The American Dream
Dad: You sure you're not working too much?
Me: I only worked 40 hours and went to 18 hours worth of class.
Dad: That's not too much?
Me: Just living the American Dream I guess.
Ands that's it. I am living the American Dream. Right now I have a maxed out credit card that I still attempt to swipe because my bank account is empty. Apparently, I'm not alone. I've moved back in with my parents in my pursuit to pay off my debt. I'm still in school racking up debt that came about from my pursuit of a degree that you don't need to go into my line of work, it's just a piece of paper that says "I might not fuck your company up. But I still could. You should gamble on me though, because I'm 50 grand in debt. I can‘t afford to screw you any harder than these interest loans are screwing me."
I have no interest in a white picket fence with a house in a nice neighborhood. I would kill myself if I ended up working in some office building, slaving in the modern day shackles known as cubicles. Should I get married before I am thirty? Hell no, why would I want to subjugate myself to one woman that early in my life? Like they say, there are many fish in the sea, and I'd like to sample them all, minus the ugly ones and the ones that if you eat the wrong part you get herpes. Life's to long to have burning sensations in my genitals.

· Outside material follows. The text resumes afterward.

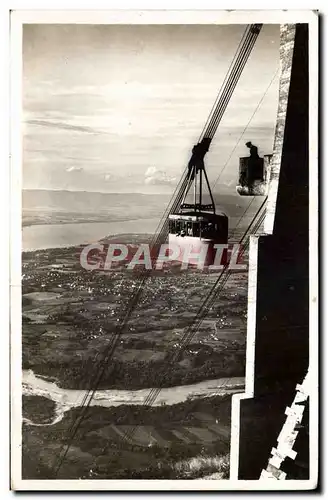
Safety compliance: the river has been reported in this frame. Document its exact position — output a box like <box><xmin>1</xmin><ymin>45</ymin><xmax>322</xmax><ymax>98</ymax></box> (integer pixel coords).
<box><xmin>23</xmin><ymin>370</ymin><xmax>244</xmax><ymax>425</ymax></box>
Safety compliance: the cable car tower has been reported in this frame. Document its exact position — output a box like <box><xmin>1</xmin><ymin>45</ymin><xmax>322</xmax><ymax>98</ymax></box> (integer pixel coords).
<box><xmin>169</xmin><ymin>24</ymin><xmax>262</xmax><ymax>265</ymax></box>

If your reading this, chances are you busted your ass all week and will drink yourself into an unconscious state when the weekend comes, make terrible decisions, and feel satisfied when you wake up Sunday morning that knowing that you blew off some steam with that transsexual you met in the bar last night. Then you'll start the grind again on Monday, and pray for Friday. At least that's what I'm doing.
I'll tell you something though, you're living the American Dream. The American Dream isn't some mansion on Sunset Boulevard, it's being in debt the rest of your life, saving up for that big screen TV, cheering for your favorite team no matter how terrible they are, bong hits before important decisions, bare backing random strangers like Eazy-E did, alcoholism, retiring at 65 and dying ten years later after only spending half of what you saved.
I'm self centered enough to claim that I am a walking example of the American Dream. I indulge in the things that scare most others, realize that no matter how hard I try I'm going to owe something to someone the rest of my life, root for the Bengal's even though their 0-5, and don't bother to live up to my full potential. We live in middle class paradise. We're getting fucked by the government, and when the people try to voice their opinion they're completely ignored. That's the American Dream.
That an two chicks at the same time. Mike Judge said that shit right.
Song of the Day: Salad Days by Minor Threat











4 Comments
Amen brother...Amen.
I'm living with the parents and also in an incredible amount of debt and at the end of it all, I'll have a useless English degree. Awesome. So I figure I'll just pretend like it's 1958 and try to marry well.
We're all fucked. Thanks for acknowledging it.
well spoken my friend. The american dream is a crappy one indeed
Shit man! You still live with your parents. LOL I don’t mean to shatter your dreams but if you want to have any chance of being wildly fucked by two women you might want to consider moving out of mommy and daddy's. Call me crazy, but I think two women would have a hard time getting hot enough to tag team a guy when the room they are going to turn into a sweaty, smelly lounge of love is located next to the recipient's parents. Seriously though, the American dream is not about getting wildly fucked by two women, it is getting wildly fucked by three women. Peace.